While SolarCity was once number one in the US for residential solar installs, in Q1 of 2019 it slipped to number three below rivals Sunrun and Vivint Solar. Sunrun acquired Vivint in October 2020, consolidating its market share.

During his testimony before the Delaware Court of Chancery on July 12, Musk said Tesla Energy's progress was hampered by the notoriously difficult production ramp on the Model 3 car. Musk said in his testimony and in depositions the company had to pour all its resources into getting the Model 3 to market — meaning its energy operation suffered.

After that, Musk said, the company ran "headlong into a pandemic."

Musk continued his testimony on July 13, and added the global semiconductor chip shortage had impacted production of the Powerwall. He said while demand was around 80,000 units, the company would only be able to make a maximum of 35,000 in the next quarter.

Do you work at Tesla Energy or are you a Tesla Energy customer? Contact this reporter at ihamilton@insider.com or iahamilton@protonmail.com. If you are an employee always use a non-work email.

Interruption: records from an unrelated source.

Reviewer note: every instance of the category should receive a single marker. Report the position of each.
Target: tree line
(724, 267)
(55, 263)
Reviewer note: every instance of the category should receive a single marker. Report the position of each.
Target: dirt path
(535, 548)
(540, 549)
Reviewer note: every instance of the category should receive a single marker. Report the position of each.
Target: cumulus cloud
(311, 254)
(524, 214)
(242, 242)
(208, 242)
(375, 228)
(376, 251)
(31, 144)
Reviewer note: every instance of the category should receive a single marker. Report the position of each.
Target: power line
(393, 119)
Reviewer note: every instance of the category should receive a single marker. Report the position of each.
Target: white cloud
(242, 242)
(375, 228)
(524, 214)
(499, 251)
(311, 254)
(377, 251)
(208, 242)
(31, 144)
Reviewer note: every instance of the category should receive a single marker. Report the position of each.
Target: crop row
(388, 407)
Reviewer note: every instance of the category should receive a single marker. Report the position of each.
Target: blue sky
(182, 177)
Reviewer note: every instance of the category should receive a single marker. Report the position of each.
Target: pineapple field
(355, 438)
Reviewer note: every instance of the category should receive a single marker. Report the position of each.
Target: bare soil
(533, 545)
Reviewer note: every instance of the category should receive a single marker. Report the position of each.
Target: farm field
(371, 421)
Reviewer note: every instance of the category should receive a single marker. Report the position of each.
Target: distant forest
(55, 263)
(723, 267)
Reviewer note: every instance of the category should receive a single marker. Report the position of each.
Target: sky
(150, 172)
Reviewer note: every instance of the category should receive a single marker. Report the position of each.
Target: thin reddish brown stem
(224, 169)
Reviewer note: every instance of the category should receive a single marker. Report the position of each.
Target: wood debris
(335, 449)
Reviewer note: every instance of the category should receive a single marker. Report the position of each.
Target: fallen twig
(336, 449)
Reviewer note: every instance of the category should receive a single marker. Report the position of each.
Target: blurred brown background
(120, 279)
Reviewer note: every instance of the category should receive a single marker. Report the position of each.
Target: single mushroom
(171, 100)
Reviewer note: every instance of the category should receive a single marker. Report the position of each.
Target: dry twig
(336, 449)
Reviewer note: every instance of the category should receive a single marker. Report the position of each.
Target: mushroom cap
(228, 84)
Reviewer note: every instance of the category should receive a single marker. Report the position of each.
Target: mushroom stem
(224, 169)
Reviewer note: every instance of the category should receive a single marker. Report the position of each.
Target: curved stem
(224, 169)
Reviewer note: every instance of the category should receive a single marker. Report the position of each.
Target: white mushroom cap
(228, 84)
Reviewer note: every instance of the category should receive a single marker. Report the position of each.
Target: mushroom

In 2021 Tesla Energy finally brought in more money than it was spending.

Tesla's financial report for Q2 of 2021 showed its energy business had generated $801 million in revenue. Cost of revenue totalled $781 million, meaning for the first time its incomings exceeded its outgoings — as noted by TechCrunch.

The solar business still represents only a small portion of Tesla's revenues. In Q2 2021 Tesla made $12 billion in revenue, meaning Tesla Energy brought in 6.7% of the company's cash.